ABC model choice not to be trusted 
On Friday, I received a nice but embarrassing email from Xavier Didelot. He indeed reminded me that I attended the talk he gave at the model choice workshop in Warwick last May, as, unfortunately but rather unsurprisingly giving my short span memory!, I had forgotten about it! Looking at the slides he joined to his email, I indeed remember attending the talk and expecting to get back to the results after the meeting. As I went from Warwick to Paris only to leave a day after for Benidorm, and the Valencia 9 meeting, in such a hurry that I even forgot my current black notebook, the plans of getting back to the talk got forgotten so completely that even reading the tech report (now appeared in Bayesian Analysis) could not rescind them!
Here are some of Xavier’s comments, followed by my answers:
After reading your comments, I still remain hopeful that ABC can be useful for model choice, even when sufficient statistics are not available. We have both found that when the wrong summary statistics are used, the estimated BF can be arbitrarily wrong. But this does not seem so different to me from the situation in ABC for parameter estimation: if the statistics carry no information about the parameters (eg. a sample variance to estimate a mean) then the same situation arises.

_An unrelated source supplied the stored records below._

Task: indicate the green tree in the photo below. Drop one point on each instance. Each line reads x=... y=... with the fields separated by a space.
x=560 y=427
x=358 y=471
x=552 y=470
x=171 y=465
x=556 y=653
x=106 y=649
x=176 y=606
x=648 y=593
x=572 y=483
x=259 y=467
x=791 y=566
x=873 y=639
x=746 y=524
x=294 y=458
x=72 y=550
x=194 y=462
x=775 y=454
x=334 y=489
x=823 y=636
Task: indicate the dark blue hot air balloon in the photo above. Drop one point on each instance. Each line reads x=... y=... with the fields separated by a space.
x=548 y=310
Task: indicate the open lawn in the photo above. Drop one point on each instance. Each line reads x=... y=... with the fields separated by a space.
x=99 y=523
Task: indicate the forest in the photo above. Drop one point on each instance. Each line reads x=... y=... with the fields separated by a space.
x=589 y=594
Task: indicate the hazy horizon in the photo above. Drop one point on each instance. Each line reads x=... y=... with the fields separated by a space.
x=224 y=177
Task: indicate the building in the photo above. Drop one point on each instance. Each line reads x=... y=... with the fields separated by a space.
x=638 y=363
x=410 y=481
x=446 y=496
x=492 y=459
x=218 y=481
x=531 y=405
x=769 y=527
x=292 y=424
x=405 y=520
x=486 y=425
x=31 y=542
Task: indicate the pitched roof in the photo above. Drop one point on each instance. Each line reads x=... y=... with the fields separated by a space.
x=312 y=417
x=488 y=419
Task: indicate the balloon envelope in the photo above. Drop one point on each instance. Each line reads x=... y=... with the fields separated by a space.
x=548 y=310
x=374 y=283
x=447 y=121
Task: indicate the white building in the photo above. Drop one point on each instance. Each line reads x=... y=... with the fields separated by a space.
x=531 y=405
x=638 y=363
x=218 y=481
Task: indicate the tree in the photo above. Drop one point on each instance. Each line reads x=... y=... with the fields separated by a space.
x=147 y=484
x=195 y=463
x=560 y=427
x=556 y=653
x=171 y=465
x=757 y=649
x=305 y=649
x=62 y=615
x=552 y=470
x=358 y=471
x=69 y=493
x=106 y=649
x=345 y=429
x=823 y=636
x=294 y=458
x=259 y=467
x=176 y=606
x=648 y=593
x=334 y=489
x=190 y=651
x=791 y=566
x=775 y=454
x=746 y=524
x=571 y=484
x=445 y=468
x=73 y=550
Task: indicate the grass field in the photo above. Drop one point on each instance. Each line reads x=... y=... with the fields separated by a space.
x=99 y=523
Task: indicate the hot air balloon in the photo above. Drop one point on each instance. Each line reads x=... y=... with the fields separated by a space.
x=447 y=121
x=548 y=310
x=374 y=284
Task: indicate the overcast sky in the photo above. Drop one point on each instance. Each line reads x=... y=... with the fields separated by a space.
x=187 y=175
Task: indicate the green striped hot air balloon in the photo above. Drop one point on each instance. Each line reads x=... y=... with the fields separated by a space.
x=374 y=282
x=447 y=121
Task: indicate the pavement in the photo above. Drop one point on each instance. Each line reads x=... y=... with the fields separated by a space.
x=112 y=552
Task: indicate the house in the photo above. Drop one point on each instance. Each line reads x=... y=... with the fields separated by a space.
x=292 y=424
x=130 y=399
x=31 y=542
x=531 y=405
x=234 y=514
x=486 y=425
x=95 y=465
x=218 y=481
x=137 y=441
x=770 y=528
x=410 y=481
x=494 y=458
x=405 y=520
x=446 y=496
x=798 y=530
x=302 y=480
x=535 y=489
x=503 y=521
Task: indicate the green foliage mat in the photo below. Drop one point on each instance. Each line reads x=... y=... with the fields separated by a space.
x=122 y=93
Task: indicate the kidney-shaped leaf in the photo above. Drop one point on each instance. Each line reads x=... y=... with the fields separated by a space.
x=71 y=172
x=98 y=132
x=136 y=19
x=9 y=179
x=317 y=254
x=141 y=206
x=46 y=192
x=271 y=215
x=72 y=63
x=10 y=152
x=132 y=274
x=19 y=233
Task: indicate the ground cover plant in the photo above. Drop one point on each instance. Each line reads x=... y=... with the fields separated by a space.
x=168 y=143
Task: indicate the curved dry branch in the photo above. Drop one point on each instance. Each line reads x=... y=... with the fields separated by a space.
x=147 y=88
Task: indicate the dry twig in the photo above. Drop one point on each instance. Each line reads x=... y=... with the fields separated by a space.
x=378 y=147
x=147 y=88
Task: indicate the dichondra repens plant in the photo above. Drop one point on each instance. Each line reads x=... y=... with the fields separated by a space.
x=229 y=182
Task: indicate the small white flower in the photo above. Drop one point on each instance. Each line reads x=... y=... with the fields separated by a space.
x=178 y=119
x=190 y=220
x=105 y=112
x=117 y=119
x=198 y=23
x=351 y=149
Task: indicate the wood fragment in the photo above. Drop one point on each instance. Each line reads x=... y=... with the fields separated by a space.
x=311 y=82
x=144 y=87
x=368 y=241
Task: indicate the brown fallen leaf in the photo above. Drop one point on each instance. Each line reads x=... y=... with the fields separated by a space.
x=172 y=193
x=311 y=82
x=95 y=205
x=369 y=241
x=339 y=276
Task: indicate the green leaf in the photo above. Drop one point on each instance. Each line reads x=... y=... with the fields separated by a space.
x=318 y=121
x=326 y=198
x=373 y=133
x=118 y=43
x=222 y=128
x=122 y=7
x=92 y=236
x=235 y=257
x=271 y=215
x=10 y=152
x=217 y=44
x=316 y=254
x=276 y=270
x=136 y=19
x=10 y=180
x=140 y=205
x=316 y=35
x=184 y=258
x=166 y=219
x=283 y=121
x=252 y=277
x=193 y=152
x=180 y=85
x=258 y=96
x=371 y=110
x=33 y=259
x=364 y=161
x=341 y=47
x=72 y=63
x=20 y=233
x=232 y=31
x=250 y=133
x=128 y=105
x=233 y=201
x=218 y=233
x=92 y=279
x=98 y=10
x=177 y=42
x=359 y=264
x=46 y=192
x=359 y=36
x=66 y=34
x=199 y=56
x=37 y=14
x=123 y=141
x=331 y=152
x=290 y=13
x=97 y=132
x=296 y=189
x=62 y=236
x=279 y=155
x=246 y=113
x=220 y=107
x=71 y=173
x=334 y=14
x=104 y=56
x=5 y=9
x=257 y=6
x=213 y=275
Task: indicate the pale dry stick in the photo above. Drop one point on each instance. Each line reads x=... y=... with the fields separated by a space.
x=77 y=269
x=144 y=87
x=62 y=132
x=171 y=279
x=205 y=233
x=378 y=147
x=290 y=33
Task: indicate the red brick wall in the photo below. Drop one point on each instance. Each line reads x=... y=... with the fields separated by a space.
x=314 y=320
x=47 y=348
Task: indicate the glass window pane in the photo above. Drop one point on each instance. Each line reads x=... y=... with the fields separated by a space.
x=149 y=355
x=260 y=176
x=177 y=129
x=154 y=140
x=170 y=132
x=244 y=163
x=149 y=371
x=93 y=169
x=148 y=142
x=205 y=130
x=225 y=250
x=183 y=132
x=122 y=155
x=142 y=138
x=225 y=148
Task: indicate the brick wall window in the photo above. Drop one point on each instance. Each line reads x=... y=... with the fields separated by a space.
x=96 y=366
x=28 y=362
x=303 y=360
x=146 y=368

This is a point where I cannot avoid some level of disagreement because I feel there is no equivalence between ABC estimation and ABC testing. As in many other instances, the two inferential problems differ immensely!!! When estimating the parameter of a statistical model based on a summary statistic rather than on the whole data, we lose in efficiency, maybe very much, but we very rarely miss consistency. When testing. instead, we may completely miss the right answer and be truly inconsistent. This possibility for inconsistency is the very reason why we posted this warning on arXiv and the ‘Og.
Perhaps our difference of viewpoint comes from our difference of background. As an applied statistician, I often see people following this ad-hoc procedure: (1) choosing some observed summary statistic, (2) trying to find the best fit under a given model M_0, (3) finding that the best fit is not great, (4) considering an improved model M_1, (5) finding a better fit, and (6) concluding than M_1 is superior to M_0. An example of this off the top of my head is in PNAS 2005 102:1968-1973 (but there are literally thousands of examples). Using ABC for model choice seems to me to be just a slightly more formal way of applying the same idea. If the summary statistic used is informative about which model is correct (as is clearly the case for example in the second application of our paper on choice of population size dynamics model) then it can be used to discriminate between models. The calculated quantity is not the true Bayes Factor of course, but only the Bayes Factor assuming that only the summary statistics are observed. In the case of the second application of our paper on choice of population size dynamics model, it would actually be possible to calculate the Bayes Factor based on full data (using rjMCMC techniques) and I would be surprised if the BF were not very similar because I believe as a statistical geneticist that the summary statistics I used are informative about the population size dynamics.
I am 100% in agreement with the main issue that the way most people use ABC is often more empirical and ad hoc than following the formal steps of a testing decision, i.e. that his sequence of six steps concluding with preferring M_1 to M_0 avoids the problem. This is why ABC solutions like Ollie Ratmann‘s or others based on predictive performances would be of huge interest to bypass the delicate use of Bayes factors. However, there are settings where the choice between two models has to be made, in which case I think it should based on a Bayes factor (the corn pest setting comes to mind) and where the decision is truly 0-1 with clearly expressed consequences (of course, some Bayesians will disagree). In such cases, we feel it is necessary to warn users that there was no guaranteed connection between the correct statistical procedure and the procedure approximated by ABC. Obviously, there may/must be examples where the agreement is high, but in a generic situation I do not see a way to assess the agreement or lack thereof.
It therefore seems to me that this is not really an issue about ABC, but with the question of sufficiency of statistics. ABC is not necessarily ABC with summary statistics, there are cases where summary statistics are not required yet ABC is still used (see eg. Toni et al). Conversely, likelihood based inference is sometimes done based on summary statistics. For example, inference of properties of the recombination process in genetics is almost always based on patterns of linkage disequilibrium, but this is only a summary of the data.
Again, something I cannot but agree with: this problem remains outside ABC and is not an ABC issue. Model-based sufficient statistics may have no ability to weight one model versus another, while an ABC algorithm using the whole data for defining proximity would avoid the discrepancy and inconsistency. (This is also a remark made by Michael Stumpf in his comments.)